Die entflohene Blume
     
    (1910)
     
    EINE GESCHICHTE VOM MARS
     
    „Was fehlt dir denn, mein Dukchen?“ sagte die kleine Ha. „Willst du mehr Sonne haben, oder soll ich dir ein Wölkchen vorziehen?“
    Ha sprach nicht zu einem anderen Kinde oder zu ihrer Puppe, sondern zu einer Pflanze, die mit dunkelroten Blättern und zwei radförmigen Blüten, größer als Has Kopf, in ihrem Zimmer stand. Diese Pflanze hieß Dukchen. Sie wiegte die Stiele ihrer Blätter und Blüten anmutig hin und her und ließ dabei fangartige Töne vernehmen. Und nun verstand Ha, was die Blume ausdrücken wollte.

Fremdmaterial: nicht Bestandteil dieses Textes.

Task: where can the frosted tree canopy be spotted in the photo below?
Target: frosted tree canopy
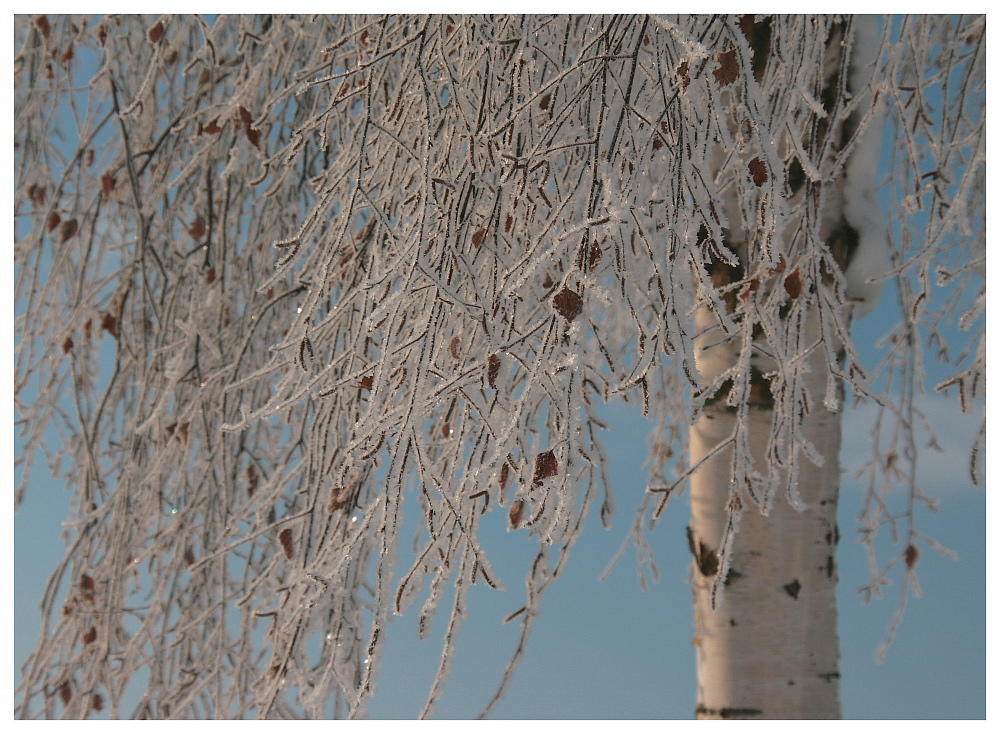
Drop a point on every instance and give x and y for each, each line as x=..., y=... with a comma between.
x=280, y=280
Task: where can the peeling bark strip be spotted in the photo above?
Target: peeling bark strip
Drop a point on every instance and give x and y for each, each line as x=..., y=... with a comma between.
x=747, y=463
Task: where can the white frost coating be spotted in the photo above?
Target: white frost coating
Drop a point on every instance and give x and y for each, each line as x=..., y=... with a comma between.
x=861, y=205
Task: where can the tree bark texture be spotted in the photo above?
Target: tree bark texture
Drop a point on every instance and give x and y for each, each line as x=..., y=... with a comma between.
x=769, y=647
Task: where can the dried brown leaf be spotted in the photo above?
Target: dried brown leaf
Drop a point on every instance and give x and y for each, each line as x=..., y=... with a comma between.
x=156, y=32
x=545, y=466
x=758, y=170
x=287, y=542
x=493, y=370
x=728, y=70
x=567, y=304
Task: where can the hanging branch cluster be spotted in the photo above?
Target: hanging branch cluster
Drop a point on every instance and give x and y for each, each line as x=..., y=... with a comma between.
x=279, y=280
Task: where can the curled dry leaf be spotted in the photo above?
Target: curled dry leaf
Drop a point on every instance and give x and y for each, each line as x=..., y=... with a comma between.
x=793, y=283
x=567, y=304
x=728, y=69
x=758, y=170
x=493, y=370
x=287, y=543
x=42, y=23
x=516, y=514
x=156, y=32
x=545, y=466
x=197, y=229
x=340, y=497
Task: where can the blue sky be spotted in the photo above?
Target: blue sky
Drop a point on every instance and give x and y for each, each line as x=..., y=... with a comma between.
x=608, y=649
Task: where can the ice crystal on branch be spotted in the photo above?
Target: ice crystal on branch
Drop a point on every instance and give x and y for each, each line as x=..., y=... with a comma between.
x=349, y=268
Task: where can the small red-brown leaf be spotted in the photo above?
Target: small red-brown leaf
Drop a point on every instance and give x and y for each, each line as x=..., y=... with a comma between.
x=492, y=370
x=252, y=479
x=197, y=229
x=752, y=287
x=758, y=170
x=516, y=514
x=42, y=23
x=67, y=229
x=37, y=194
x=545, y=466
x=728, y=70
x=793, y=283
x=684, y=72
x=110, y=324
x=65, y=692
x=567, y=304
x=287, y=543
x=156, y=32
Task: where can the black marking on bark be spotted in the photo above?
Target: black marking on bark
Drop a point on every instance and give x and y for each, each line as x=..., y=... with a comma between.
x=705, y=558
x=727, y=712
x=793, y=588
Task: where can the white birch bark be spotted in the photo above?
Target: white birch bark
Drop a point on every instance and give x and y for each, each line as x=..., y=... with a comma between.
x=769, y=649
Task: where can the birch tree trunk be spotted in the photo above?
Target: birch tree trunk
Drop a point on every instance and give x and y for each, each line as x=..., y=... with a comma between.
x=766, y=624
x=769, y=648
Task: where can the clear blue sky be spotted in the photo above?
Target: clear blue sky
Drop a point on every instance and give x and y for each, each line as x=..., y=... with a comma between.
x=610, y=650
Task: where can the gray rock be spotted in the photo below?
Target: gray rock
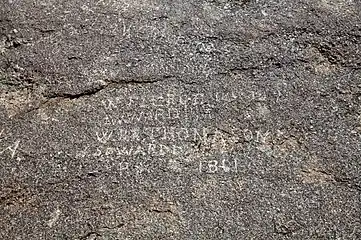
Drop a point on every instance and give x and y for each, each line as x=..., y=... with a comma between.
x=213, y=119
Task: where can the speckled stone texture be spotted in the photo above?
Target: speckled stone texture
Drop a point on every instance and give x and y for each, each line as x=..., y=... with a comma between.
x=159, y=119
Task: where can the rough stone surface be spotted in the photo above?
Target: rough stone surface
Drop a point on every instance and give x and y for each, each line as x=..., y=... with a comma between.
x=159, y=119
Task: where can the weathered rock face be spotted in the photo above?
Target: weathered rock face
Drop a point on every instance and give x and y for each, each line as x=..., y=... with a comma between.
x=155, y=119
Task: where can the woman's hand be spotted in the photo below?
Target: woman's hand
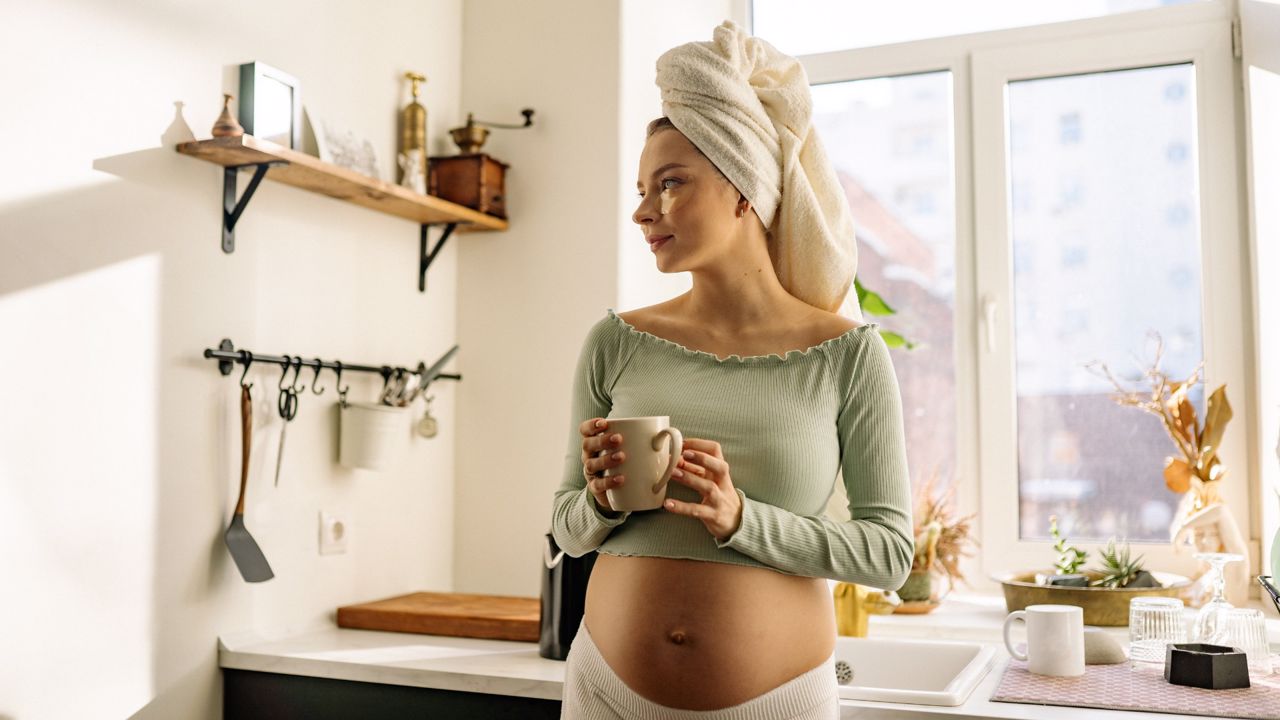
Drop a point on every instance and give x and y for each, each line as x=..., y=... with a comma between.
x=704, y=469
x=599, y=455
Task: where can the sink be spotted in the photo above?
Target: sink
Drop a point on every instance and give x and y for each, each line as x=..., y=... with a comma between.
x=913, y=671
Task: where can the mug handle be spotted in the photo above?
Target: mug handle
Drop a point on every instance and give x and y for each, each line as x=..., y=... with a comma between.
x=677, y=447
x=1009, y=645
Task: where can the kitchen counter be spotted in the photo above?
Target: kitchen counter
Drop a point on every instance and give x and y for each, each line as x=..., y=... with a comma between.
x=515, y=669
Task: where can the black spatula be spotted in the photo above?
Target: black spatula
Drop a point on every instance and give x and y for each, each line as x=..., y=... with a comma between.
x=248, y=557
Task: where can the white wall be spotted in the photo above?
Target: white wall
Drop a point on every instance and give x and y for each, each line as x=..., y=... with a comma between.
x=119, y=443
x=1261, y=68
x=526, y=297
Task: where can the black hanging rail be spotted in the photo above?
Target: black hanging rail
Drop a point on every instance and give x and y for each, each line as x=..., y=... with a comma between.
x=228, y=356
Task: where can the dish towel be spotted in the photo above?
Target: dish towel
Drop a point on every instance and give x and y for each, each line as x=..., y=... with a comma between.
x=748, y=108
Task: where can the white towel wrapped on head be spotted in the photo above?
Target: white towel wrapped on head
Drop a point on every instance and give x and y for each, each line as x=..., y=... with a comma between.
x=748, y=108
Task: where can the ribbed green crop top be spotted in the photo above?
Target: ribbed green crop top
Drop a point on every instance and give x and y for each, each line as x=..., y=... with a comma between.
x=789, y=428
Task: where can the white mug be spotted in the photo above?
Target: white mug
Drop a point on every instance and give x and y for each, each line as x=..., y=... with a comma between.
x=652, y=449
x=1055, y=639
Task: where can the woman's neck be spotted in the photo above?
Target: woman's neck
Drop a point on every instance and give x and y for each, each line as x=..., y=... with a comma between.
x=744, y=297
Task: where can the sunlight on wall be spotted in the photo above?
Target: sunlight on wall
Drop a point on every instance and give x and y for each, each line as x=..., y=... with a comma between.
x=1265, y=112
x=78, y=490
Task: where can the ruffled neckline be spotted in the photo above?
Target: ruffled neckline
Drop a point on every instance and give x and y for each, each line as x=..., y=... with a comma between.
x=737, y=359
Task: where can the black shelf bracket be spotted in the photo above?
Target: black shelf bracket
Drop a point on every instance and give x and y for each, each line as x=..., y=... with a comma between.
x=232, y=208
x=425, y=258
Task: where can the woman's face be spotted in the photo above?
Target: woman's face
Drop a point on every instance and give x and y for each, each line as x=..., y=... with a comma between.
x=685, y=200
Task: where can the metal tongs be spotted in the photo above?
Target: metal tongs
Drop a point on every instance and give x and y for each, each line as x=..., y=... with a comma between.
x=1267, y=583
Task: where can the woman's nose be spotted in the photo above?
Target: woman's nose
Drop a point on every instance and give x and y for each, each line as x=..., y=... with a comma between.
x=647, y=212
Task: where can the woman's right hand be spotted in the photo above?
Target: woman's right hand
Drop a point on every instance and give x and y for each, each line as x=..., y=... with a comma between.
x=600, y=452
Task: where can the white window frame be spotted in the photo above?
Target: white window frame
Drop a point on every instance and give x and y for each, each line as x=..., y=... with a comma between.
x=981, y=64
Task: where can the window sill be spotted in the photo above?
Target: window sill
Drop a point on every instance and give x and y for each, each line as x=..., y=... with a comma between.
x=981, y=618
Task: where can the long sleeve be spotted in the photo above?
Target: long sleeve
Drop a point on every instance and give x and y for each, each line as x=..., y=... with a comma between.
x=577, y=524
x=876, y=546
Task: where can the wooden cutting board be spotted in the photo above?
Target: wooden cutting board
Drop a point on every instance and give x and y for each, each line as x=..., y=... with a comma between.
x=448, y=614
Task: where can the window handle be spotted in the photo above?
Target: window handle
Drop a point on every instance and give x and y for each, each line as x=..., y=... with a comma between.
x=988, y=314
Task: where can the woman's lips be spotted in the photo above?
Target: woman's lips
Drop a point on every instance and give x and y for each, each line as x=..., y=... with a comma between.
x=656, y=244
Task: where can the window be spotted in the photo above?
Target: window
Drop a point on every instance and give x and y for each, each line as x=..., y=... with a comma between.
x=891, y=141
x=1032, y=200
x=1096, y=465
x=804, y=27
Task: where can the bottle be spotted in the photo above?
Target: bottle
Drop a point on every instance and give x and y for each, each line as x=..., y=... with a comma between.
x=412, y=131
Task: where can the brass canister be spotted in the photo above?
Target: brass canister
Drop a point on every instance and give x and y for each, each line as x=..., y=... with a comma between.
x=412, y=131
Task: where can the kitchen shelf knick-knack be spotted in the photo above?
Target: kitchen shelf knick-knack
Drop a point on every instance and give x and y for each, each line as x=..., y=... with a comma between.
x=227, y=124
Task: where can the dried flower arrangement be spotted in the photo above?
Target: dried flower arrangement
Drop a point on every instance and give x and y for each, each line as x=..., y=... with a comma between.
x=941, y=538
x=1198, y=469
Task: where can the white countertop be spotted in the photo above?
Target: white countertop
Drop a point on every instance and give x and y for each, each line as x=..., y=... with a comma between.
x=516, y=669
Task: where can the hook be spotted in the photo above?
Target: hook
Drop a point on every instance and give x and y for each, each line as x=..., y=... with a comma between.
x=316, y=378
x=247, y=359
x=342, y=391
x=297, y=374
x=288, y=364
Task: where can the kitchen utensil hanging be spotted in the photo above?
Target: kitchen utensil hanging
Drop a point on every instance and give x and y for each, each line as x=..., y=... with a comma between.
x=245, y=551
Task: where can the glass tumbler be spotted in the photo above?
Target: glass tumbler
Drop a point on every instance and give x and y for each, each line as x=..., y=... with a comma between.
x=1153, y=623
x=1247, y=629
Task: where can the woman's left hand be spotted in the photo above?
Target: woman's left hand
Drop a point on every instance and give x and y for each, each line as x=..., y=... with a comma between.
x=704, y=469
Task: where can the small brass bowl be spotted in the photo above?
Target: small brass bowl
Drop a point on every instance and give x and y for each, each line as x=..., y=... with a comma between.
x=1102, y=606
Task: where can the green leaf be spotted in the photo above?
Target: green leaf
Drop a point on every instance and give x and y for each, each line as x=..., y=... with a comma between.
x=894, y=340
x=871, y=301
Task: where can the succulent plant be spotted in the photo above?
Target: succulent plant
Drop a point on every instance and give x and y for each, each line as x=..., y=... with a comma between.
x=1118, y=569
x=1069, y=557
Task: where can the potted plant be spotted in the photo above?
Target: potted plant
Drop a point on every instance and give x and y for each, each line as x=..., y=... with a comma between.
x=1202, y=520
x=941, y=541
x=1104, y=592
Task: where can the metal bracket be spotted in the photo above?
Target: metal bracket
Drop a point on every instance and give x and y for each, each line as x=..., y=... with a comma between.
x=425, y=258
x=232, y=208
x=224, y=367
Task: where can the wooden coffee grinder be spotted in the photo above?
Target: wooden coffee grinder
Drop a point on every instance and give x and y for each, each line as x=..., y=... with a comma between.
x=472, y=178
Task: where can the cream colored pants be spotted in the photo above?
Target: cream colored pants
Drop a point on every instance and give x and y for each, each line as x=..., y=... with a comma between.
x=594, y=692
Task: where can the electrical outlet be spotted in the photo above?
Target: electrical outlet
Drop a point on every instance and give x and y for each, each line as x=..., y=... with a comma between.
x=333, y=534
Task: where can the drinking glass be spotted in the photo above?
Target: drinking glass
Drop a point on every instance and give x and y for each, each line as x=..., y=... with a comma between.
x=1211, y=620
x=1247, y=630
x=1153, y=623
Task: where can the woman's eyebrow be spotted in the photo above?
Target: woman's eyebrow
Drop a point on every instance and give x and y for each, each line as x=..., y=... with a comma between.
x=663, y=169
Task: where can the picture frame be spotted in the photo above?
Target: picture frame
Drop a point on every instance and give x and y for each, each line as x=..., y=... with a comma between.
x=270, y=105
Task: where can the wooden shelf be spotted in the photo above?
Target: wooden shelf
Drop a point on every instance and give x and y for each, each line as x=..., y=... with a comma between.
x=310, y=173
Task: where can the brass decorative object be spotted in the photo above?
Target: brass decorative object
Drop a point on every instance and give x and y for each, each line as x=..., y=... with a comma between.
x=1102, y=606
x=412, y=132
x=471, y=136
x=227, y=124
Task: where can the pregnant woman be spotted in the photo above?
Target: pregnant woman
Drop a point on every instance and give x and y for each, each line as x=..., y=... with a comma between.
x=716, y=605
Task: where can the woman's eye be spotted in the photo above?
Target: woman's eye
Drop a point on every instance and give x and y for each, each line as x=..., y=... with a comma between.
x=663, y=183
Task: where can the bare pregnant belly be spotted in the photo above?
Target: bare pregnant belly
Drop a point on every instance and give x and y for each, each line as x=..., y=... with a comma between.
x=705, y=636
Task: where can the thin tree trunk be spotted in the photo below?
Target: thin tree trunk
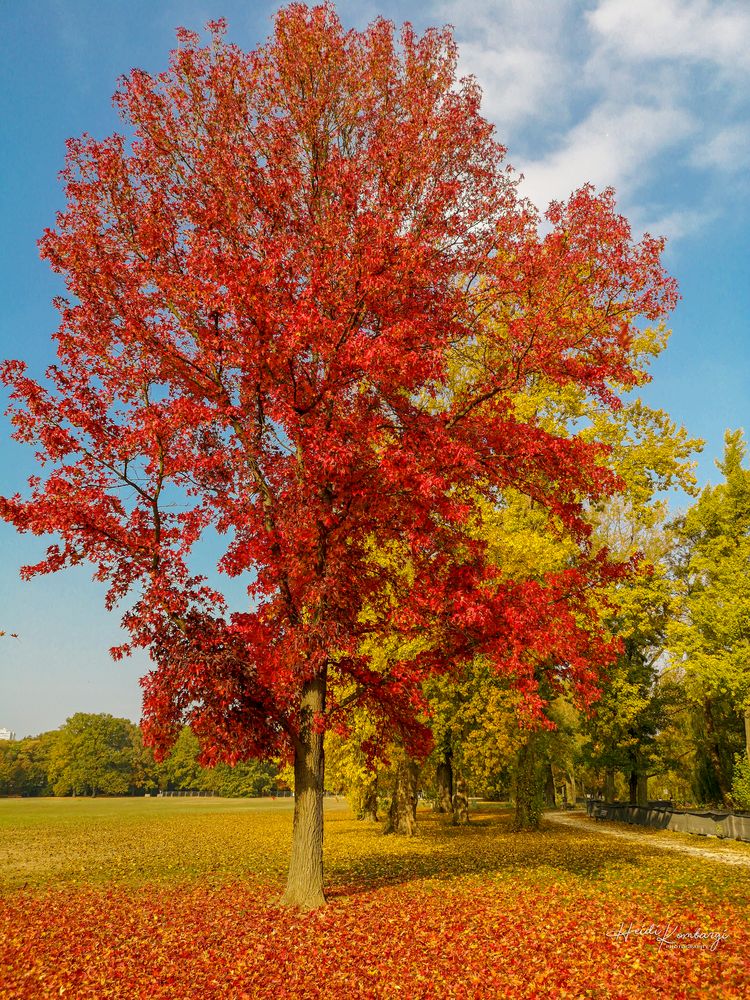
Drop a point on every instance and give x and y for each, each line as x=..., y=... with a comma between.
x=609, y=785
x=642, y=790
x=444, y=785
x=461, y=802
x=633, y=786
x=370, y=801
x=549, y=786
x=528, y=788
x=304, y=887
x=573, y=789
x=402, y=815
x=714, y=756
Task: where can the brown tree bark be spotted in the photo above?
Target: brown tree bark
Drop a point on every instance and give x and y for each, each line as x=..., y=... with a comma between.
x=641, y=794
x=609, y=785
x=304, y=887
x=444, y=785
x=528, y=788
x=402, y=815
x=461, y=802
x=714, y=756
x=633, y=787
x=549, y=786
x=369, y=808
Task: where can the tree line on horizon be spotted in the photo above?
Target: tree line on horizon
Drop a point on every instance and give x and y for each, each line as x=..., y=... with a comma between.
x=308, y=310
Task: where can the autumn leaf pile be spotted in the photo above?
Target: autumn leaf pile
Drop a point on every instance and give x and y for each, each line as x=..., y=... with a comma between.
x=178, y=899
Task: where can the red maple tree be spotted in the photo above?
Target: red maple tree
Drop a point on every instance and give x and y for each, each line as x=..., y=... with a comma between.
x=269, y=281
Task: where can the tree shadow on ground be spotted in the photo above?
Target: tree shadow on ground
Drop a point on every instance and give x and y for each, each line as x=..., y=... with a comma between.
x=486, y=847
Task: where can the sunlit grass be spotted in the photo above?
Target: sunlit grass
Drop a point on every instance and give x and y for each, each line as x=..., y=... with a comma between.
x=99, y=893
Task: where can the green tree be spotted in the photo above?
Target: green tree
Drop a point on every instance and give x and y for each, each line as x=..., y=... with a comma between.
x=93, y=755
x=710, y=638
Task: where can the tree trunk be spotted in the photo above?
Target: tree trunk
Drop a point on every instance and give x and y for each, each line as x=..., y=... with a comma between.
x=714, y=755
x=633, y=786
x=444, y=785
x=304, y=887
x=609, y=785
x=461, y=802
x=549, y=786
x=642, y=790
x=370, y=802
x=573, y=789
x=402, y=815
x=527, y=788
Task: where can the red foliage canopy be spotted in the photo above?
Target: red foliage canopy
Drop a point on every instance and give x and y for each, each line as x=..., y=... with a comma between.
x=267, y=282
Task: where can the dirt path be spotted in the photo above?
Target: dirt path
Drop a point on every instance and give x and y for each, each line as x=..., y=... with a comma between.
x=727, y=855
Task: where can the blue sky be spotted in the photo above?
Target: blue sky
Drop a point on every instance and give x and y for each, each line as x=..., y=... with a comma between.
x=650, y=97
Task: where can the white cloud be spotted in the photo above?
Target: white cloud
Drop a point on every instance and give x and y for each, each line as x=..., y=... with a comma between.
x=608, y=148
x=676, y=29
x=513, y=48
x=648, y=96
x=728, y=150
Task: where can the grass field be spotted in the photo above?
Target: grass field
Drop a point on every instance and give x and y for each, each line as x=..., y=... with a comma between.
x=141, y=898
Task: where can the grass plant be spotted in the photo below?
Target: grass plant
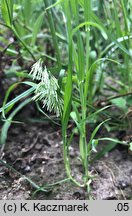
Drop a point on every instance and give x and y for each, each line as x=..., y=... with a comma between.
x=90, y=38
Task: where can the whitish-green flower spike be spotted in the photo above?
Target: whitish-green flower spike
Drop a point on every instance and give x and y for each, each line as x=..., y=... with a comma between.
x=48, y=90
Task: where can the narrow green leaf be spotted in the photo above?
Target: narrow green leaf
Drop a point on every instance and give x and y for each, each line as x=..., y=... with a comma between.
x=36, y=28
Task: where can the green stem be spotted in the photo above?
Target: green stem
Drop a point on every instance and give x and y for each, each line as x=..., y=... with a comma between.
x=53, y=32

    Dukchen und das kleine Mädchen wohnten nämlich nicht auf der Erde, sondern auf dem Planeten Mars. Dort sind die Bewohner, die Martier, ebenso wie die Pflanzen schon viel weiter vorgeschritten als hier auf der Erde. Die Martier wissen längst, daß die Pflanzen auch beseelte und fühlende Geschöpfe sind, und haben gelernt, ihre Bewegungen und Töne zu verstehen, durch die dort die Pflanzen sprechen vermögen.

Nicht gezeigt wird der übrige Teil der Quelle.